Example 11: Collaborative Robots¶
Three robots collaborate through a shared message bus to build a weather data pipeline. Each robot's methods are generated by the LLM based on detailed task descriptions.
Source: examples/11_collaborative_robots/
Architecture¶
flowchart LR
A[Atlas] -->|weather data| B[Nova]
B -->|analyzed data| C[Echo]
C -->|formatted report| D[Output]
style A fill:#6366f1,color:#fff
style B fill:#8b5cf6,color:#fff
style C fill:#a855f7,color:#fff
Three robots connected by a MessageBus:
| Robot | Role | Methods Generated |
|---|---|---|
| Atlas | Data generator | generate_weather_data, summarize_raw_data |
| Nova | Analyzer | compute_basic_statistics, classify_conditions |
| Echo | Reporter | format_weather_report |
Two-Layer LLM Approach¶
This example uses a two-layer approach:
- Layer 1 (Analyze): A direct
RubyLLM.chat().ask()call decomposes the task description into a JSON array of method specifications - Layer 2 (Generate): Loops through the specs and calls
_()for each one. SelfAgency handles shape, generate, validate, and sandbox eval
The task descriptions are prescriptive -- they dictate exact method names, parameters, algorithms, and data structures.
Robot Class¶
The Robot class includes SelfAgency and adds:
- Task decomposition via
analyze_task-- asks the LLM to parse a task into method specs - Pipeline execution via
execute-- chains generated methods by arity - Message bus --
send_message,receive_message,broadcast - Generation logging via
on_method_generated - Persistence via
_save!-- saves each robot as a subclass
class Robot
include SelfAgency
attr_reader :name, :task, :bus, :inbox, :capabilities, :generation_log
def initialize(name:, task:, bus:)
@name = name
@task = task
@bus = bus
# ... decompose task, generate methods
end
def execute(input = nil)
# Chain capabilities by arity
end
end
Pipeline Execution¶
# Step 1: Atlas generates weather data
atlas_result = atlas.execute
atlas.send_message(to: "Nova", content: atlas_result)

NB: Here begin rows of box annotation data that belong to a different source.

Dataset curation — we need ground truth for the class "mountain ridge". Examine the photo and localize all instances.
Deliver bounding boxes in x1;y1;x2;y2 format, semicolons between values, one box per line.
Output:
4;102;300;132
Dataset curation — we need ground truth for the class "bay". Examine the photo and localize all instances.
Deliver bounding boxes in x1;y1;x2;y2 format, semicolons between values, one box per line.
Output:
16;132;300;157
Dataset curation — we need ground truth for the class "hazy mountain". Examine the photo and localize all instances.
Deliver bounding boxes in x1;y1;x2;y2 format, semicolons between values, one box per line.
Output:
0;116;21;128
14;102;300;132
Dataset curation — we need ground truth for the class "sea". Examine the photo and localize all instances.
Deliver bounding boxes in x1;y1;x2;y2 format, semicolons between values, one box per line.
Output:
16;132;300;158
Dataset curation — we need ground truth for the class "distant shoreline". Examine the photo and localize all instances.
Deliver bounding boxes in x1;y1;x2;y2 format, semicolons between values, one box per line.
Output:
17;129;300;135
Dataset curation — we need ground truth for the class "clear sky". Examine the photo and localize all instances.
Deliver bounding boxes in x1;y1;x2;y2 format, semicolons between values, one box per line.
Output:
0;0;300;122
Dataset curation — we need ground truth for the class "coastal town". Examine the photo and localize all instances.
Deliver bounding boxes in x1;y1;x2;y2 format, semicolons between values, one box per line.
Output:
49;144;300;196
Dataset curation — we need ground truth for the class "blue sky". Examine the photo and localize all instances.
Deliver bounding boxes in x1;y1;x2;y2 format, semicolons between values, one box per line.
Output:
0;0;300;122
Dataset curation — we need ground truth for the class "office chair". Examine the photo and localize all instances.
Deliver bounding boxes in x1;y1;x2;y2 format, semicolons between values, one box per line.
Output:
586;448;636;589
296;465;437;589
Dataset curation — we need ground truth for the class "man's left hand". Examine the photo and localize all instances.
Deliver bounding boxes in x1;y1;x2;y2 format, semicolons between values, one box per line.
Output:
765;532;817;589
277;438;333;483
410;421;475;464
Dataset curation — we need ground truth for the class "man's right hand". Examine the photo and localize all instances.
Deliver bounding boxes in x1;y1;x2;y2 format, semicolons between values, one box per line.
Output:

# Step 2: Nova analyzes the data
nova_input = nova.inbox.last&.dig(:content)
nova_result = nova.execute(nova_input)
nova.send_message(to: "Echo", content: nova_result)
# Step 3: Echo formats the report
echo_input = echo.inbox.last&.dig(:content)
final_report = echo.execute(echo_input)
Saving Robots¶
After the pipeline runs, each robot's generated methods are saved as a subclass file:
[atlas, nova, echo].each do |robot|
path = robot._save!(as: robot.name)
puts "#{robot.name}: saved to #{path}"
end
This produces files like atlas.rb, nova.rb, echo.rb, each containing a Robot subclass with the generated methods baked in.
Key Difference from Example 12¶
In this example, the task descriptions dictate method names and algorithms. The LLM is told exactly what to implement. Compare with Example 12: Autonomous Robots, where robots receive only a high-level goal and the LLM decides everything.